Note: You don't return to your starting city.
An additional wrinkle: Given this setup, is it possible for a greedy algorithm here to have the same distance as an opposite-greedy algorithm (i.e. takes longest paths)?

 

[Dr.Peterson]

Here's the question re-stated in a different way:
Think of this like a variation traveling salesman problem. You have a bunch of cities which are all connected with roads of unique arbitrary lengths (i.e. uncorrelated to the distance between the cities). Forget about their intersections (pretend that at every intersection one tunnels beneath the other). Now, is there a unique route (you can choose where you start) that goes to every city once which travels the shortest distance (disregard the reverse path as not making the route unique) or can there be multiple routes with the same shortest distance?
Note: You don't return to your starting city.
An additional wrinkle: Given this setup, is it possible for a greedy algorithm here to have the same distance as an opposite-greedy algorithm (i.e. takes longest paths)?

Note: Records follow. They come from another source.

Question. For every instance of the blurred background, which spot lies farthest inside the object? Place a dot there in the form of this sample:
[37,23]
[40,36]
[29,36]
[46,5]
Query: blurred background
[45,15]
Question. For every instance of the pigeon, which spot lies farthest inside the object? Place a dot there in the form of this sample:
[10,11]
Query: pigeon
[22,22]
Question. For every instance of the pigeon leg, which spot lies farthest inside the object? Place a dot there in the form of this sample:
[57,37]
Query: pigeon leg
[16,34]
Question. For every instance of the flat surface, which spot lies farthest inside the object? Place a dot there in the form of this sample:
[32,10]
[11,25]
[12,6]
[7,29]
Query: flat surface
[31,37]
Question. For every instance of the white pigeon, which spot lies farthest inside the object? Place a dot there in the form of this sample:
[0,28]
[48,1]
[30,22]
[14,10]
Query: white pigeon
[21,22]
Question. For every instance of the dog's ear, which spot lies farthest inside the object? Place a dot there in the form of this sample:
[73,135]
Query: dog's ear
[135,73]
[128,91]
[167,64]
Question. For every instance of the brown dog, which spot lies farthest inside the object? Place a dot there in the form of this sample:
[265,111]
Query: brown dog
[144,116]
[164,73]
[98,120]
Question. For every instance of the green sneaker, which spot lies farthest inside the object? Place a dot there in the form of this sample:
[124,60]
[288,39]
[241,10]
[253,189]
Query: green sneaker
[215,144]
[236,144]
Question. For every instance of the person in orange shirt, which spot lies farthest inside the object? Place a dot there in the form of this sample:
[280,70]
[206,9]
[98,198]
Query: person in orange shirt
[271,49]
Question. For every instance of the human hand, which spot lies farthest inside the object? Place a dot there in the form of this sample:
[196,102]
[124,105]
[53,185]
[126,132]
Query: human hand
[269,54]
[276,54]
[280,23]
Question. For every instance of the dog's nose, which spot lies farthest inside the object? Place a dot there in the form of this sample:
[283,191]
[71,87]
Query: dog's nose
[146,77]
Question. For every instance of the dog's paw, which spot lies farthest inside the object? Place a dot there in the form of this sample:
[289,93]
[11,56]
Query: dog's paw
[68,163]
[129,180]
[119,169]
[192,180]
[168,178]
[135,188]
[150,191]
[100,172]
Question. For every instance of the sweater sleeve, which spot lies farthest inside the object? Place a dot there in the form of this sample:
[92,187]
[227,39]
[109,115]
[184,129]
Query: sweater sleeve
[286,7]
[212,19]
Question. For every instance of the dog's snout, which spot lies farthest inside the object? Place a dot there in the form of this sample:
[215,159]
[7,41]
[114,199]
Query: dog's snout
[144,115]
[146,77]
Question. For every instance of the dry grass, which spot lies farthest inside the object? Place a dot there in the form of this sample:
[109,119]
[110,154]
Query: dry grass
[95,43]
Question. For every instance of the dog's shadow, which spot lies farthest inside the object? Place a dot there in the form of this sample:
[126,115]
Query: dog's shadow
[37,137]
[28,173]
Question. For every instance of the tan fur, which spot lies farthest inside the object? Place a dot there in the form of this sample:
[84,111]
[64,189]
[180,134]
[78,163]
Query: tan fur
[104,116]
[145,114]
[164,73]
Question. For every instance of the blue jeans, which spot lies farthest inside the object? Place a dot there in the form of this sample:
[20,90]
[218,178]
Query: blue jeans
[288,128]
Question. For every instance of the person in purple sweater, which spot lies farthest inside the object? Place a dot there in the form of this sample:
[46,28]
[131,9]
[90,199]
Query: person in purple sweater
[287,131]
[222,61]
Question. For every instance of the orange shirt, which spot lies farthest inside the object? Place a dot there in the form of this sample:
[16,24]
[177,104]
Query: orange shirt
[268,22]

I think you are implying that this is not an exercise you were given, so the poor wording was your own.

It appears that you didn't really mean a tree, but a graph or network in general; you are not talking about a mere graph, but a weighted graph, with distances assigned (so that "length" doesn't just mean the number of edges traversed); and "path with a unique length" means (perhaps?) that no two edges have the same length.

What you are asking appears to be, then, is whether there can be more than one minimal Hamiltonian path under specified conditions. I can't say for sure, though it feels as though the solution may not always be unique. How much have you searched for information? Have you tried finding a simple counterexample?

 

[Andrew Yang]

Yeah, I was just playing around with some ideas and thought of this problem. You're right about everything in you second paragraph.
I was able to play around a bit and the shortest journey through all the cities is not always unique.
Now, I need help with this question: Given this setup, is it possible for a greedy algorithm (always takes the shortest edge) here to have a smaller distance than an opposite-greedy algorithm (always takes the longest possible path)? Note, you can start both algorithms off at any point you like in the graph (i.e. they don't have to have the same starting point.)

 

[Dr.Peterson]

Yeah, I was just playing around with some ideas and thought of this problem. You're right about everything in you second paragraph.
I was able to play around a bit and the shortest journey through all the cities is not always unique.
Now, I need help with this question: Given this setup, is it possible for a greedy algorithm (always takes the shortest edge) here to have a smaller distance than an opposite-greedy algorithm (always takes the longest possible path)? Note, you can start both algorithms off at any point you like in the graph (i.e. they don't have to have the same starting point.)

All I can say is, try it and see! That's a better way to learn a subject than asking someone for a ready-made answer, anyway.